Gold prices rallied nearly 2% on Friday, reversing earlier-week losses, as weaker-than-expected US payroll figures reignited expectations of a Federal Reserve rate cut. The surprise data, coupled with fresh tariff concerns, boosted demand for the precious metal as a safe-haven asset.

Spot gold rose 1.8% to AUD $3,348.31 per ounce, as of late trading, while US gold futures climbed 1.6%, pushing back above the critical $3,400 mark.

Earlier in the week, gold had been under pressure after the Fed opted to keep interest rates unchanged and US economic indicators initially pointed to resilience. However, Friday’s Labor Department report showed July nonfarm payrolls missing forecasts, signalling a possible slowdown in the US job market.

According to Bart Melek, Head of Commodity Strategy at TD Securities:

“The payroll numbers were slightly better than market sentiment had priced in, but still below expectations. This increases the likelihood of the Fed cutting rates later this year.”
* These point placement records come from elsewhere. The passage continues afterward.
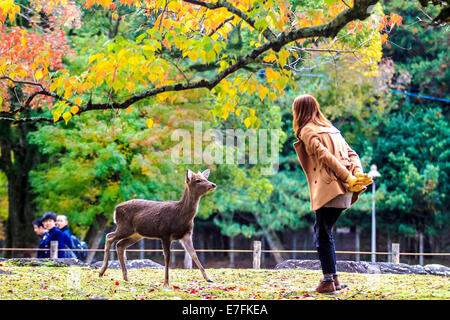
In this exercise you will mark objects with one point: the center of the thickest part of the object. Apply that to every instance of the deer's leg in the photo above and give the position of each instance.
(166, 248)
(110, 238)
(186, 241)
(120, 247)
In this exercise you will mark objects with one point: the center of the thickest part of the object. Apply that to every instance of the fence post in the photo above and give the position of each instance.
(187, 260)
(54, 249)
(395, 253)
(256, 254)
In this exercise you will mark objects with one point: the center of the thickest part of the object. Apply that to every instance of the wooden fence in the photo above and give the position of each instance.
(255, 251)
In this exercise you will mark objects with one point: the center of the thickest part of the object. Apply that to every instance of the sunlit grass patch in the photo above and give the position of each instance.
(84, 283)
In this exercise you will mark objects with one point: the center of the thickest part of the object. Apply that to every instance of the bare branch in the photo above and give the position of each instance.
(327, 30)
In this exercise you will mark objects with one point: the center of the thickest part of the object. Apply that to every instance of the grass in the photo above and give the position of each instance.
(74, 283)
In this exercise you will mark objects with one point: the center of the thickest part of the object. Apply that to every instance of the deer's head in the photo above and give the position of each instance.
(198, 182)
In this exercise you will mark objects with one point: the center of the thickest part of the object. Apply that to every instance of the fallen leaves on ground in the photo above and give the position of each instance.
(75, 283)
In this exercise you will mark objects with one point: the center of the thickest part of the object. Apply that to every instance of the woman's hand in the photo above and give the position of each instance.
(352, 182)
(363, 179)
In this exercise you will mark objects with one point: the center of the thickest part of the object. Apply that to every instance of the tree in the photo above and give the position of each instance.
(187, 31)
(178, 46)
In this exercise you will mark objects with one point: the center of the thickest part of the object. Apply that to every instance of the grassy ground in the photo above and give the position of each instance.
(18, 282)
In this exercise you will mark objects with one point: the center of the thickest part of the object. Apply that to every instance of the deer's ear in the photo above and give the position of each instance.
(189, 174)
(206, 173)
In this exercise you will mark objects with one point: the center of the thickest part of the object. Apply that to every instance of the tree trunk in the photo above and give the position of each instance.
(231, 254)
(275, 244)
(357, 242)
(421, 248)
(95, 235)
(17, 159)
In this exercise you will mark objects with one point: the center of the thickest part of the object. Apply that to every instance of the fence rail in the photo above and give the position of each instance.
(256, 251)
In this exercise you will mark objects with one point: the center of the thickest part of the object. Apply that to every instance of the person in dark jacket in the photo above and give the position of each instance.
(42, 233)
(54, 234)
(62, 224)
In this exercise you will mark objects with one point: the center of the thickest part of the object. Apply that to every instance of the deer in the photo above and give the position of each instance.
(164, 220)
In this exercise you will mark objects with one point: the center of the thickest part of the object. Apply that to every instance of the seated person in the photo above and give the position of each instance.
(54, 234)
(62, 224)
(42, 233)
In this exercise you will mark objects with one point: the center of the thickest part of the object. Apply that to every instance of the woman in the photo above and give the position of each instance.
(335, 179)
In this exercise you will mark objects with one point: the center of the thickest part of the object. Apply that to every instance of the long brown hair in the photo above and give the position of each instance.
(306, 109)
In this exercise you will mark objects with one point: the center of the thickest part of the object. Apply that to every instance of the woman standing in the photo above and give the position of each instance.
(335, 179)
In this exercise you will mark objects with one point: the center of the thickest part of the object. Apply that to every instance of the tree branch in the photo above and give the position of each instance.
(267, 33)
(329, 30)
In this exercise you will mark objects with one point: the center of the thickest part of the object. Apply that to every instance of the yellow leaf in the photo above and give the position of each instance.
(74, 109)
(38, 75)
(247, 122)
(56, 116)
(262, 91)
(67, 116)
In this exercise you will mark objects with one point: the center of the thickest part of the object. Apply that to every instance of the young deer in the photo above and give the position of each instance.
(164, 220)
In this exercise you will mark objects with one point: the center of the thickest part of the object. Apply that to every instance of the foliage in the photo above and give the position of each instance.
(411, 151)
(175, 37)
(76, 283)
(97, 163)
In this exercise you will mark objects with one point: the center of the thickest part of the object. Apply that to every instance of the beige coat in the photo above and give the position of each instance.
(327, 160)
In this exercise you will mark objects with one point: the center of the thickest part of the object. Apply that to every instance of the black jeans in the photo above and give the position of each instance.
(323, 237)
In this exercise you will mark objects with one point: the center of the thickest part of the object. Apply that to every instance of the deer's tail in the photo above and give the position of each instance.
(114, 217)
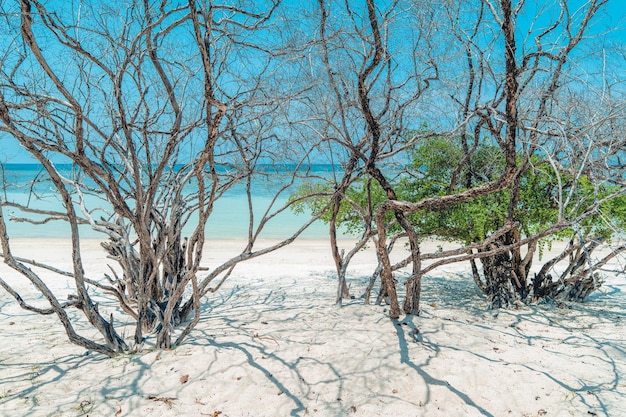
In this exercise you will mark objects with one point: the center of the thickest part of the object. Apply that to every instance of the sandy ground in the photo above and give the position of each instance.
(271, 343)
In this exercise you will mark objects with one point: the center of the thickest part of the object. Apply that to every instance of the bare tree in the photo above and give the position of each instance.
(160, 109)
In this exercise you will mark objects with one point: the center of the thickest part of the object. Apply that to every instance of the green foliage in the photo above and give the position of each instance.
(434, 165)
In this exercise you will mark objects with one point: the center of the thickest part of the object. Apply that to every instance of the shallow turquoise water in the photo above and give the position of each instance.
(230, 218)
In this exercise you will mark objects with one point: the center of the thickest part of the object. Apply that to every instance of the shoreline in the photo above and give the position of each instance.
(271, 342)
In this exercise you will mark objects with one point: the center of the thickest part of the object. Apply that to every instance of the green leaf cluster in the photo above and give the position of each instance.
(439, 166)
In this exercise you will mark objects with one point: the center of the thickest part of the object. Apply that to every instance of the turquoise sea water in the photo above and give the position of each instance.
(230, 217)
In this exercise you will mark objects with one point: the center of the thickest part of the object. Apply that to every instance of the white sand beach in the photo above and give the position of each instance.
(271, 343)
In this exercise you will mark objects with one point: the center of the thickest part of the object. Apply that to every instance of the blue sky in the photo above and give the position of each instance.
(614, 16)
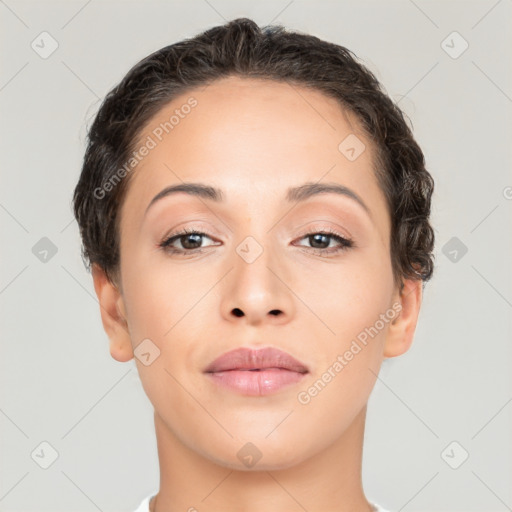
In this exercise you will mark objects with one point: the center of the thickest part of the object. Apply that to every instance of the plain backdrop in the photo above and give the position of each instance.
(438, 435)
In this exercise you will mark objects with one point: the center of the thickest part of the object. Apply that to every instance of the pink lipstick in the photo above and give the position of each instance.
(256, 372)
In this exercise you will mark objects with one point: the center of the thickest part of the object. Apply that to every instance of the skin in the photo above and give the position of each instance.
(254, 139)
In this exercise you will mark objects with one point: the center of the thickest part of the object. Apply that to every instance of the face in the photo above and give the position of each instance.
(310, 276)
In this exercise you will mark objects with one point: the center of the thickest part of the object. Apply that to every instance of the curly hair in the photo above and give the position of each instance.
(241, 48)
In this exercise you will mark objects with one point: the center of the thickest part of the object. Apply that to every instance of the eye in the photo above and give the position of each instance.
(321, 241)
(189, 239)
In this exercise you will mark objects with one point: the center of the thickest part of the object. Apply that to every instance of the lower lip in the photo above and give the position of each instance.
(257, 383)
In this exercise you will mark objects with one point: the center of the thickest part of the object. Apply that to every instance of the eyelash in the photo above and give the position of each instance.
(345, 243)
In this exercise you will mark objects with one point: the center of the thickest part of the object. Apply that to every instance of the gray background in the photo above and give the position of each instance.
(58, 382)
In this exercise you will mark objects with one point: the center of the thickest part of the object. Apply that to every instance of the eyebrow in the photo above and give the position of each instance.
(293, 194)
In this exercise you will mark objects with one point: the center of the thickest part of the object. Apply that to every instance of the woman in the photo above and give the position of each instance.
(255, 212)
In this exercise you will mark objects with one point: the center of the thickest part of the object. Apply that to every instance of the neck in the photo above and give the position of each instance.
(330, 480)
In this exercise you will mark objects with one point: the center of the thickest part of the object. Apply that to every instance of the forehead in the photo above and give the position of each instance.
(250, 137)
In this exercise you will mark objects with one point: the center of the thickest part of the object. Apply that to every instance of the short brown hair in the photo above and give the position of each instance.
(241, 48)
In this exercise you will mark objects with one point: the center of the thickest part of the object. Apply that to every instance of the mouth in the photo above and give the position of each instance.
(256, 372)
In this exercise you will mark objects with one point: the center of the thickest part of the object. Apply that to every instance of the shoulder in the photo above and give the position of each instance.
(376, 508)
(144, 505)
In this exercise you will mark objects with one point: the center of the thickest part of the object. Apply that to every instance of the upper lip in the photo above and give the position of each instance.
(256, 359)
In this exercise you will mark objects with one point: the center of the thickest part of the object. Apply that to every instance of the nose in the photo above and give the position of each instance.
(257, 290)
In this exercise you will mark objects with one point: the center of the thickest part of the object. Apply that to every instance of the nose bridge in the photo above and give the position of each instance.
(254, 289)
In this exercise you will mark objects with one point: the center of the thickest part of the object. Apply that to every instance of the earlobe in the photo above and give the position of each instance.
(401, 330)
(113, 315)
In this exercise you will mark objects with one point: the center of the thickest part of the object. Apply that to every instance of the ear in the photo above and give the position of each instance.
(401, 330)
(113, 315)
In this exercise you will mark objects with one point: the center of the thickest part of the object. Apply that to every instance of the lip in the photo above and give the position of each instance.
(256, 372)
A fresh Reuters poll now suggests that traders are pricing in two rate cuts by the end of 2025, with the first expected as early as September.

Fed Chair Jerome Powell, speaking earlier in the week, acknowledged potential inflationary risks tied to new tariffs and wages. However, he also cautioned that cutting rates too soon might jeopardise the central bank’s 2% inflation target.

“We’ve got inflation pressures from tariffs and wages, but disappointing jobs numbers,” Melek told Reuters. “If the Fed decides to cut, that will likely have a strongly positive impact on gold.”

So far this year, gold has gained around 25%, driven by monetary policy uncertainty, shifting trade dynamics, and heightened geopolitical tensions — all of which continue to bolster its role as a trusted store of value.

For investors and bullion buyers, the latest price action confirms gold’s resilience and reinforces the case for strategic accumulation ahead of potential monetary easing.